Furthermore, we investigated the potential use of HDA-mNGS for identifying mutations that confer resistance to rifampicin. Our analysis of the AMR locus revealed that 24.59% of tested samples using HDA-mNGS had sequence depths higher than 10X, with significant variation in coverage observed between different samples. It is worth noting that the detection of AMR-inducing mutations requires larger sequencing depth or other state-of-the-art technique [28,29,30]. Several studies have shown that bacterial whole-genome data, combined with machine learning models, can be used for drug resistance prediction [31,32,33,34,35]. In the future, similar approaches could potentially be applied to mNGS data. In this context, the increased microbial sequencing depth achieved through the host DNA removal process has the potential to enhance the accuracy of drug resistance prediction. Recently, targeted NGS methods has been proposed that may enhance the ability of mNGS to detect AMR gene sequences by selectively enriching genomic regions that encompass AMR marker sequences [36, 37]. This method may provide an alternative to direct identification of AMR-inducing mutations that are currently used for paucibacillary specimens and may be useful for detecting AMRs present in host DNA-depleted templates.

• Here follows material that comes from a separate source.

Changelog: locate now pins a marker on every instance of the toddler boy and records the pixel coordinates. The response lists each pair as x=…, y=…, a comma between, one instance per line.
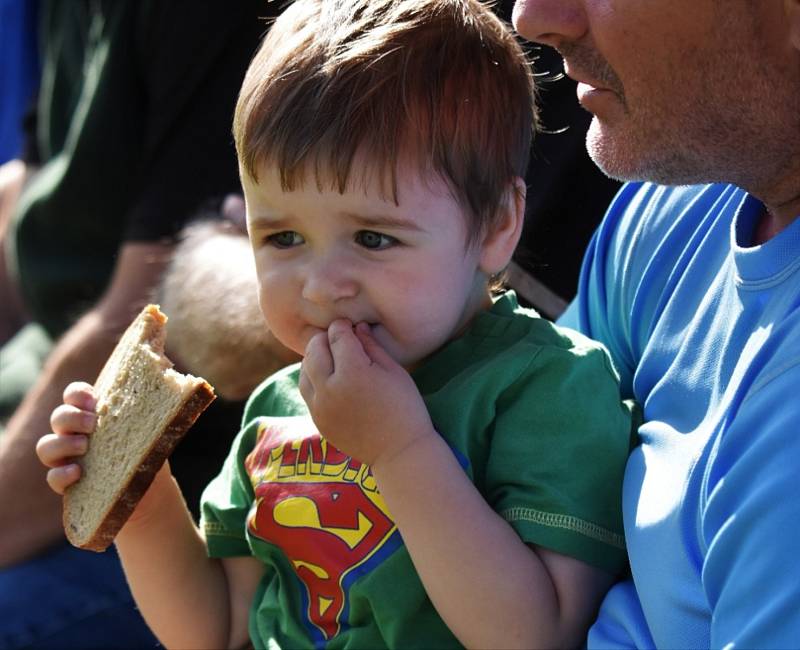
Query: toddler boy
x=444, y=467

Although this study yielded interesting and promising results, there are still several limitations. First, six false positive results occurred in the test, due to errors in one sample analyzed via conventional mNGS, two samples analyzed by HDA-mNGS, and three samples analyzed by HDA-Nanopore. These false-positive results may have been caused by insufficiently stringent threshold settings, highlighting the need for more stringent thresholds to improve the specificity for respiratory tract pathogen detection. Second, false positive MTB detection results in HDA-Nanopore may have been due to high error rates of nanopore-based mNGS (up to 15%), which may have led to incorrect barcode assignments [38]. Third, although mNGS improves pathogen detection compared to 16S rRNA-based microbial detection methods, it comes with higher costs and relies on more complex experimental platforms. Currently, targeted NGS technology, as a more cost-effective alternative to mNGS, has also been applied to tuberculosis pathogen detection and has been proven to exhibit good performance [39]. However, mNGS is not limited by targeted design and can diagnose M. tuberculosis while simultaneously detecting a wide range of pathogens, including fungi, viruses, as well as emerging or rare pathogens. This gives mNGS irreplaceable value in the differential diagnosis of complex infections. Fourth, the small sample size of this investigation limits its generalizability, and a larger multi-center study is needed to validate these findings. Finally, it is worth noting that negative drug resistance analysis in this cohort may be attributed to the limited number of drug-resistant cases enrolled. Therefore, expanding the enrollment of suspected patients and investigating the epidemiology of PTB in a larger cohort would be a fascinating avenue for future research.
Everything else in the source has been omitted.